Da Brat singles chronology
| "Sittin' on Top of the World" (1996) | "Ghetto Love" (1997) | "Not Tonight (Remix)" (1997) |

T-Boz singles chronology
| "Touch Myself" (1996) | "Ghetto Love" (1997) | "My Getaway" (2000) |

= Ghetto Love (Da Brat song) =

1997 single by Da Brat

"Ghetto Love" is the second single released from Da Brat's second studio album, Anuthatantrum.

==Background==
Released in early 1997, "Ghetto Love" was Da Brat's second and final single from Anuthatantrum after the gold-selling "Sittin' on Top of the World". The song became Da Brat's second biggest hit, peaking at No. 16 on the Billboard Hot 100. Only her first single, "Funkdafied", which peaked at 6, charted higher.
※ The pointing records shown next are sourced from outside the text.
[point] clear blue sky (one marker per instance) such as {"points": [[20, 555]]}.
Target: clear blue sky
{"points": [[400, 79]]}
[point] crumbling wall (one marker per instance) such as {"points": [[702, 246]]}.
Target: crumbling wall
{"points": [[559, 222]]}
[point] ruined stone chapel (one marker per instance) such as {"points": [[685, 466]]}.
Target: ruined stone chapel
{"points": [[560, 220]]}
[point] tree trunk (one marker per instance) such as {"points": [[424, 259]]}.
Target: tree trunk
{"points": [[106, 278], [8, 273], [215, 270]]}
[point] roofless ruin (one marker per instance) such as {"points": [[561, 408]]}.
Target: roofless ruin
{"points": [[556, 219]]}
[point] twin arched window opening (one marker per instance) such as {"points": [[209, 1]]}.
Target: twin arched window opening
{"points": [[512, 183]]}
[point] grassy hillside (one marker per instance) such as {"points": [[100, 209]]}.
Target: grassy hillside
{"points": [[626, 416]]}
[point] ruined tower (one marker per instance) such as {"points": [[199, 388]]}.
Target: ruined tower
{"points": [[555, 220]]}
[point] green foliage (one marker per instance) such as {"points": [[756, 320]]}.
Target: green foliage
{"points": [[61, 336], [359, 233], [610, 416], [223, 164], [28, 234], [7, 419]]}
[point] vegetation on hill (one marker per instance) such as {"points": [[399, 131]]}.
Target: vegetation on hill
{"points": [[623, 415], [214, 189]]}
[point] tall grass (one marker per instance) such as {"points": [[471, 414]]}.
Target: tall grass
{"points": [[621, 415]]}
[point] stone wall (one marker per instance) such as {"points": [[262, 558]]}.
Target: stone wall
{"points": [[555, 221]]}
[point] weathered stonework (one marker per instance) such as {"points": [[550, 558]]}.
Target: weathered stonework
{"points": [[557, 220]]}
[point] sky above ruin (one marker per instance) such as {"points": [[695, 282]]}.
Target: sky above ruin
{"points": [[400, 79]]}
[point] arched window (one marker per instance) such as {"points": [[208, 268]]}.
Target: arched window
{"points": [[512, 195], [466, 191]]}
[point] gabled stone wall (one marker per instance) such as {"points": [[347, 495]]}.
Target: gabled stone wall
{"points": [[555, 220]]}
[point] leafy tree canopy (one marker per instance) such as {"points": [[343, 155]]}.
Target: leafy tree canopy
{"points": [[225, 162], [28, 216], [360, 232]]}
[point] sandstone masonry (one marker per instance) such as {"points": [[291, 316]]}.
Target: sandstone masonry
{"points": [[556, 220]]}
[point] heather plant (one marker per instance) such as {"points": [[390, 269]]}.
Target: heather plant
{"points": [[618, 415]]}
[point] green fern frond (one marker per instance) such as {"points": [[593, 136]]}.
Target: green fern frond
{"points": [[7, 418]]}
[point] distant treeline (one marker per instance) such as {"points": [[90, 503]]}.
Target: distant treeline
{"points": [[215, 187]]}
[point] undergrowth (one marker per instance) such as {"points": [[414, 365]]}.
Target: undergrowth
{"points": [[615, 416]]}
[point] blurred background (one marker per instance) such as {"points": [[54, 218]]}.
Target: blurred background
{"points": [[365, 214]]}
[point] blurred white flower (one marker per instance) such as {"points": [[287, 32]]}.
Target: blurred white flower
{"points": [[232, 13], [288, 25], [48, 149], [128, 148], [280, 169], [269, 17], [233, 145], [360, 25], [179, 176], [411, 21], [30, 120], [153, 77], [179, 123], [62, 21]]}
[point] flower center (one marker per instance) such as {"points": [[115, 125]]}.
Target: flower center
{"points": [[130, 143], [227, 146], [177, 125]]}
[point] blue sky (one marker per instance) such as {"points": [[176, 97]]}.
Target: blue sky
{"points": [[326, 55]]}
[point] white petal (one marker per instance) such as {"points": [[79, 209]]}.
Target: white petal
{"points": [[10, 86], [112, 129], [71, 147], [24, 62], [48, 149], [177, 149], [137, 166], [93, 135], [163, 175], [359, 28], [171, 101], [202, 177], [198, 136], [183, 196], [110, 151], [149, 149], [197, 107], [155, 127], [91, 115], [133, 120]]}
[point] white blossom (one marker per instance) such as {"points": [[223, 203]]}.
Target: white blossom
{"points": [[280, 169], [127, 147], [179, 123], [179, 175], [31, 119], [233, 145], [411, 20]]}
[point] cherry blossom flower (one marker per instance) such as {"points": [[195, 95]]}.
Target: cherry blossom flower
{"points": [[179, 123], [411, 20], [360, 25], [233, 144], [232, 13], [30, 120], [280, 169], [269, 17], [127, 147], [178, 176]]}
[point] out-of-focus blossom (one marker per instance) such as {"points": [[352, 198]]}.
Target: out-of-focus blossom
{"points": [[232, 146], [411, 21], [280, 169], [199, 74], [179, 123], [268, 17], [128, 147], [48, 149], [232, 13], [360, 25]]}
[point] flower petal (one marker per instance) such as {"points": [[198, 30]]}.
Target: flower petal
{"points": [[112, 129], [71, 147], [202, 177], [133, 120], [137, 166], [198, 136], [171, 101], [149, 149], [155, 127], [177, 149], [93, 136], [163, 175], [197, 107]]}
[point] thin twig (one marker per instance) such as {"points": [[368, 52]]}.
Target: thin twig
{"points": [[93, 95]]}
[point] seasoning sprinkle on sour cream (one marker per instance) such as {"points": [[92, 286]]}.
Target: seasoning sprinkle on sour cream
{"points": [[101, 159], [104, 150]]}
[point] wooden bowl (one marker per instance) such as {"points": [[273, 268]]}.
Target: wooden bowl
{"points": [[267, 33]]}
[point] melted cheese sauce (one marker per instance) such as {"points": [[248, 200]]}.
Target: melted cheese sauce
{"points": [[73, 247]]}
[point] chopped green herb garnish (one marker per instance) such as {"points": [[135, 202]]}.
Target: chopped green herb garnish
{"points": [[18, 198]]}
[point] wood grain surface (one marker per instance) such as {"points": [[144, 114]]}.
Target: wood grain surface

Like the album's previous single, "Ghetto Love" was certified gold by the Recording Industry Association of America, reaching the feat on April 2, 1997. The song was produced by Jermaine Dupri and Carl So-Lowe, featured a chorus sung by the TLC member T-Boz and used a sample of DeBarge's 1983 hit "All This Love".

==Single track listing==
1. "Ghetto Love" (Radio Remix)- 3:24
2. "Ghetto Love" (Remix) - 3:24
3. "Ghetto Love" (Remix Instrumental) - 3:24
4. "Ghetto Love" (Radio Edit) - 3:24
5. "Ghetto Love" (LP Version) - 3:24
6. "Ghetto Love" (LP Instrumental) - 3:24

==Charts==

| Chart (1997) | Peak position |
|---|---|
| US Billboard Hot 100 | 16 |
| US Dance Singles Sales (Billboard) | 17 |
| US Hot R&B/Hip-Hop Songs (Billboard) | 11 |
| US Hot Rap Songs (Billboard) | 4 |

==Certifications==

| Region | Certification | Certified units/sales |
| United States (RIAA) | Gold | 500,000^{^} |
^{^} Shipments figures based on certification alone.